I had a similar problem on a DEC RA-80 on a massbus controller on a 750.
I found that reading certain blocks yielded garbage with no warning except
that maybe 1 in 30 reads of that block would yield the correct data! Again,
all of this occured with no indication of errors from the driver!

One point on your seeing files in two directories. The backup of this disk
was made on a semi-live system (i.e. I was on, doing work that created files).
When that was restored to the new disk and the system brought up, I noticed
that while all of the directory entries for those files existed, several of
the files themselves didn't. In addition, some of the other directory entries
where linked to files that other people had created since the restore! It
appears that although all of the directory entries were caught in the backup,
some of the INDEXF.SYS entries weren't!
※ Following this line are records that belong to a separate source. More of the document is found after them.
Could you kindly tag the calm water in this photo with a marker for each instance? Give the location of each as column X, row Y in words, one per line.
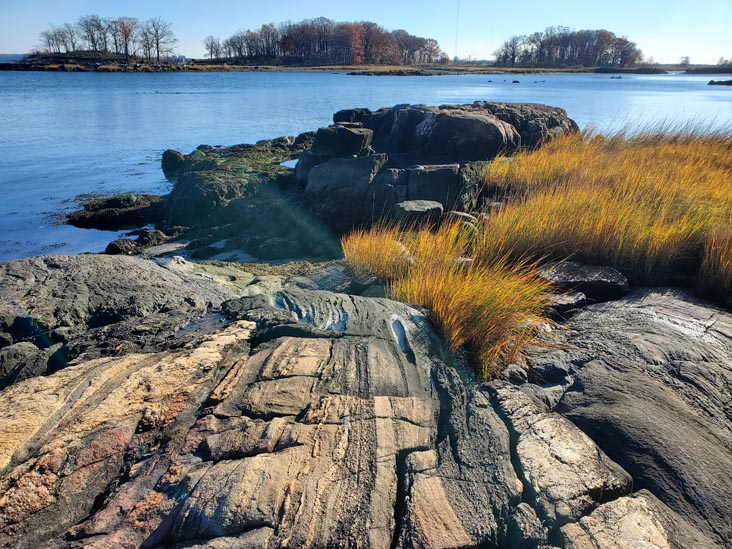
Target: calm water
column 64, row 135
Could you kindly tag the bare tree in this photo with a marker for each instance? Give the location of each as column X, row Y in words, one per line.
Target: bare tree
column 71, row 36
column 213, row 46
column 145, row 40
column 127, row 31
column 163, row 39
column 87, row 25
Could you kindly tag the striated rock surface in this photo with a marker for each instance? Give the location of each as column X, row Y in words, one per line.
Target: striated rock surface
column 648, row 378
column 275, row 414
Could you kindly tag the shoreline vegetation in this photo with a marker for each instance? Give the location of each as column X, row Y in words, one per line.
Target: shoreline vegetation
column 657, row 205
column 361, row 48
column 89, row 62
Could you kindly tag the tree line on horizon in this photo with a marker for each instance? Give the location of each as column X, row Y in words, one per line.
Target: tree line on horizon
column 561, row 47
column 152, row 39
column 321, row 41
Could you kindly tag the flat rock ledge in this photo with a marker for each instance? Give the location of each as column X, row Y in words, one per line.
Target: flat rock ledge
column 278, row 413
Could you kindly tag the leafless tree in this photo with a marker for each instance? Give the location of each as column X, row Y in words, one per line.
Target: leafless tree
column 213, row 46
column 162, row 36
column 127, row 31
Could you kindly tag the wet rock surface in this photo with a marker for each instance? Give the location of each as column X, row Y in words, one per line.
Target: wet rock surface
column 257, row 411
column 226, row 201
column 126, row 211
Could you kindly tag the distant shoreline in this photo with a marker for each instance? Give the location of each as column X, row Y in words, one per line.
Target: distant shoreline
column 355, row 70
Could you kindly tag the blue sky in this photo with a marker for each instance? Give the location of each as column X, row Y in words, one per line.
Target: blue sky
column 664, row 30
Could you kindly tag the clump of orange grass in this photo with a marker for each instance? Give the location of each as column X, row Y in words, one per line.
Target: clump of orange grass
column 489, row 309
column 653, row 204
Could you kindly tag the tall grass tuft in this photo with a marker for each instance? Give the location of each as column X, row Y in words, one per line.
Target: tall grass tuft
column 491, row 310
column 646, row 203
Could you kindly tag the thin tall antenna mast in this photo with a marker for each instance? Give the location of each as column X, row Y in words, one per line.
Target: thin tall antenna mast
column 457, row 30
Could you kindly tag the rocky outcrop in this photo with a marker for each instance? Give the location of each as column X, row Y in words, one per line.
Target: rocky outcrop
column 647, row 378
column 248, row 413
column 56, row 309
column 596, row 282
column 126, row 211
column 227, row 201
column 429, row 153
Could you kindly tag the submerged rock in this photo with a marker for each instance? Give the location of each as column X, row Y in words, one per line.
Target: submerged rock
column 126, row 211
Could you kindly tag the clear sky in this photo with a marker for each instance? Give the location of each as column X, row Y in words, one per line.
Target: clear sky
column 663, row 29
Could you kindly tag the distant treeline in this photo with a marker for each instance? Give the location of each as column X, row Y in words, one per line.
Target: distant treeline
column 151, row 39
column 324, row 42
column 562, row 47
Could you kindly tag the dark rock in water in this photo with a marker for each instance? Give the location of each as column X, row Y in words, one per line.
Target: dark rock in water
column 350, row 115
column 127, row 211
column 173, row 162
column 417, row 212
column 199, row 198
column 278, row 248
column 102, row 305
column 148, row 238
column 597, row 283
column 336, row 189
column 304, row 140
column 306, row 162
column 651, row 376
column 340, row 141
column 122, row 246
column 213, row 181
column 433, row 153
column 437, row 134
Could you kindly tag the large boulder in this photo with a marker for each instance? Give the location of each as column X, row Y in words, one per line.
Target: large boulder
column 125, row 211
column 458, row 133
column 337, row 190
column 434, row 153
column 95, row 305
column 597, row 282
column 287, row 417
column 647, row 377
column 417, row 212
column 341, row 141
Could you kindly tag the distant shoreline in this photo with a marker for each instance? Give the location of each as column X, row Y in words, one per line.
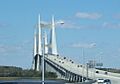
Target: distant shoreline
column 20, row 78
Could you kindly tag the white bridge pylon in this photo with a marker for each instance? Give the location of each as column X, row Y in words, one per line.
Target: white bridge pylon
column 50, row 47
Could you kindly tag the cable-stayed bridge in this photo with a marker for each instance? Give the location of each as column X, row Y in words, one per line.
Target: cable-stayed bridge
column 65, row 68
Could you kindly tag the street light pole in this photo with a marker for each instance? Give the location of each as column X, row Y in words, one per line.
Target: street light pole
column 43, row 59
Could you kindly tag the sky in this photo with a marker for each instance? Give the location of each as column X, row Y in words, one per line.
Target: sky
column 90, row 26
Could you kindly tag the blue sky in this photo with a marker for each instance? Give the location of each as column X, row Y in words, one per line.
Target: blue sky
column 87, row 22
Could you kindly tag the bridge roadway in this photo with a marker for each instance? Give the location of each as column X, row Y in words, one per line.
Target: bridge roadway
column 78, row 69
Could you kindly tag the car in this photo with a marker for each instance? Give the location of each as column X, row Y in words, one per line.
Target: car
column 100, row 81
column 107, row 81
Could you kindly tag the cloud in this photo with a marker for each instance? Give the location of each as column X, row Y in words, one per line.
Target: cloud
column 88, row 15
column 79, row 45
column 111, row 25
column 71, row 25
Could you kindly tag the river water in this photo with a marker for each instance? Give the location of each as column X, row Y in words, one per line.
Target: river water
column 33, row 82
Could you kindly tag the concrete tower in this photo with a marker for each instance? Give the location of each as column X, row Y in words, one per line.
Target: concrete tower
column 37, row 47
column 53, row 44
column 46, row 43
column 34, row 50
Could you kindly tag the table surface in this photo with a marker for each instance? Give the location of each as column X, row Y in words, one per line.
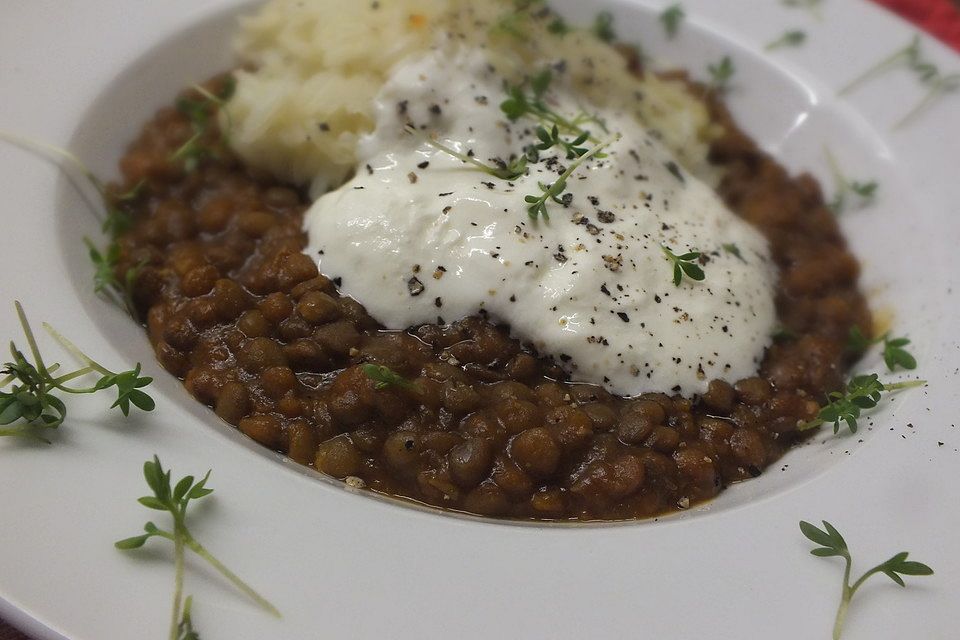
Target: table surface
column 939, row 17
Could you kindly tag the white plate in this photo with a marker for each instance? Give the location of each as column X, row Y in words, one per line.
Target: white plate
column 341, row 565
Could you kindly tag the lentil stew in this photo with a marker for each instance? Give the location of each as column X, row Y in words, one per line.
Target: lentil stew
column 487, row 426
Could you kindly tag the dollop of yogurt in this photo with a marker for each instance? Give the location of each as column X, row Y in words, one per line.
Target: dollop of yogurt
column 419, row 236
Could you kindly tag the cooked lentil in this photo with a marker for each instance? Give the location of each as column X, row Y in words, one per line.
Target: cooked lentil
column 236, row 310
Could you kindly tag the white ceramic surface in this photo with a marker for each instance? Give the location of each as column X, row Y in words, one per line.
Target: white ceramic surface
column 340, row 565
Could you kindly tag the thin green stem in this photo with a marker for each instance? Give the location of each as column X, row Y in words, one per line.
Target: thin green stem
column 453, row 152
column 201, row 551
column 31, row 340
column 178, row 540
column 67, row 377
column 881, row 67
column 941, row 86
column 546, row 115
column 845, row 596
column 57, row 152
column 909, row 384
column 553, row 190
column 75, row 351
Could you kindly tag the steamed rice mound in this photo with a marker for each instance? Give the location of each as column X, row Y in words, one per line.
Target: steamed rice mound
column 311, row 70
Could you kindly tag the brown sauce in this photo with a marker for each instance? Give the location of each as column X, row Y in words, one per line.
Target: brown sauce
column 236, row 310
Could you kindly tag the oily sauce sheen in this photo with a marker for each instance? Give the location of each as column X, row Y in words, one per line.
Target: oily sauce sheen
column 237, row 311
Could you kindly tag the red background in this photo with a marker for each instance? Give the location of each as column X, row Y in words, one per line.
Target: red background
column 940, row 17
Then since the directory entries
specified FIDs with last sequence number + 1, these new files also got the
same FID.

The bottom line is that the double-entry files you saw may not have had
anything to do with failures of bad-block replacement.

-- 
Ted Marshall       ...!ucbvax!mtxinu!blia!ted <or> mtxinu!blia!ted@Berkeley.EDU
Britton Lee, Inc., 14600 Winchester Blvd, Los Gatos, Ca 95030     (408)378-7000
The opinions expressed above are those of the poster and not his employer.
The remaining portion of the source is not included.